If you could help me out, I'm looking for the most efficient way to do this - whether it's multiple queries, one query with a bunch of subqueries, whatever should take the least amount of time.
There are ~1500 different owners, ~1000 different buyers and ~500 different locations, so the number of potential combinations leads to looooooong query times. What do you think will be the fastest way to do this? Everything is indexed and the data pared down to the smallest size I can get it to.
I recommend that you create a procedure that uses a cursor to accomplish your goal. Iterating over one of the three tables, it should be a pretty straightforward process.

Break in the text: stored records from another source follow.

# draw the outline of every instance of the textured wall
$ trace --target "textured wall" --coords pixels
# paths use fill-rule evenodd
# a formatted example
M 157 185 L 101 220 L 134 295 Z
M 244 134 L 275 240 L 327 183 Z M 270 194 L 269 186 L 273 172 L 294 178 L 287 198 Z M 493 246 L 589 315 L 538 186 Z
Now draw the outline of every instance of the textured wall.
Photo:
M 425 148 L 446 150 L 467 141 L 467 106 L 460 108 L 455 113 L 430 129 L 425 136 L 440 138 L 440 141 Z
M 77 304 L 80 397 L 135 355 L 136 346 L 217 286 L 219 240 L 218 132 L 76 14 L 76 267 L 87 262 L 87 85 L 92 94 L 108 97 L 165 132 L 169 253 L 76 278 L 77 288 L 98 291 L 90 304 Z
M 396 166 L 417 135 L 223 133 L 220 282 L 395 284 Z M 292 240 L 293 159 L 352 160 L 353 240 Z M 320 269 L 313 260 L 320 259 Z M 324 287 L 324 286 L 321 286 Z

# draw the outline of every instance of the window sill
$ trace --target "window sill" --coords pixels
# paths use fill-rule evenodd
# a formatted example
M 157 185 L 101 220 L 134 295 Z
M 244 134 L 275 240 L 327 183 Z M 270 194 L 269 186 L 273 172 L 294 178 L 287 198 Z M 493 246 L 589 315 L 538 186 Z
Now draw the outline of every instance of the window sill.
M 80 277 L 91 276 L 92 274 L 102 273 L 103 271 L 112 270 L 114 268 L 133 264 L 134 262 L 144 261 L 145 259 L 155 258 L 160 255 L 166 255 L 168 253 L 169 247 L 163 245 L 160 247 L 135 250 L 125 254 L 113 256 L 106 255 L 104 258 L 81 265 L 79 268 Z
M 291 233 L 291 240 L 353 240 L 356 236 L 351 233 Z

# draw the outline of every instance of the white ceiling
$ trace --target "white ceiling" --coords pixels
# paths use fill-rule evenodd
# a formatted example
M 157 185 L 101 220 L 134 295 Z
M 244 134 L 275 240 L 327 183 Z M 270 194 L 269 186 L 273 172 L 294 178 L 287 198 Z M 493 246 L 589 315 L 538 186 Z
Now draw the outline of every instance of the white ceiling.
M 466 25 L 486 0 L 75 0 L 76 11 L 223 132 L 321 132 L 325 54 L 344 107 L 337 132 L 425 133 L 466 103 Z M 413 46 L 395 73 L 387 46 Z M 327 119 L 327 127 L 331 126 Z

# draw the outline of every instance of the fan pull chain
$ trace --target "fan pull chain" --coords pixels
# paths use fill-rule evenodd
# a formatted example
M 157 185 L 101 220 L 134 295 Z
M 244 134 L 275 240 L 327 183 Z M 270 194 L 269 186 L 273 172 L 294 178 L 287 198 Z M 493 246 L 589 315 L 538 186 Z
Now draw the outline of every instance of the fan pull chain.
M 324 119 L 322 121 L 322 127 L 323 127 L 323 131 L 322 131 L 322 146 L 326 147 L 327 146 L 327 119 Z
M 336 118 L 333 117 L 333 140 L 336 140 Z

MySQL Cursors: http://dev.mysql.com/doc/refman/5.0/en/cursors.html
Edit: The following stored MySQL script creates and calls a stored procedure that correctly reproduces the results you're looking for:
DELIMITER $$
DROP PROCEDURE IF EXISTS `computeBuyouts` $$
CREATE PROCEDURE `computeBuyouts` ()
BEGIN
DECLARE done INT DEFAULT FALSE;
DECLARE o, b VARCHAR(32);
DECLARE bc FLOAT;
DECLARE cur CURSOR FOR SELECT Owner,Buyer FROM Buyout;
DECLARE CONTINUE HANDLER FOR NOT FOUND SET done = TRUE;
OPEN cur;
read_loop: LOOP
FETCH cur INTO o, b;
IF done THEN
LEAVE read_loop;
END IF;
SET bc = 0;
-- compute the sum of products of each value/percentage pair for all locations
SELECT SUM(v.Value * pp.Percentage) INTO bc FROM Value v LEFT JOIN (PurchasePercentage pp) ON (v.Location = pp.Location) where v.Owner = o and pp.Buyer = b group by v.Owner;
INSERT INTO PossibleBuyouts VALUES (o, b, bc);
END LOOP;
CLOSE cur;
END $$
DELIMITER ;
CALL computeBuyouts();
Hope that helps. At the table sizes you mentioned, this should complete extremely quickly.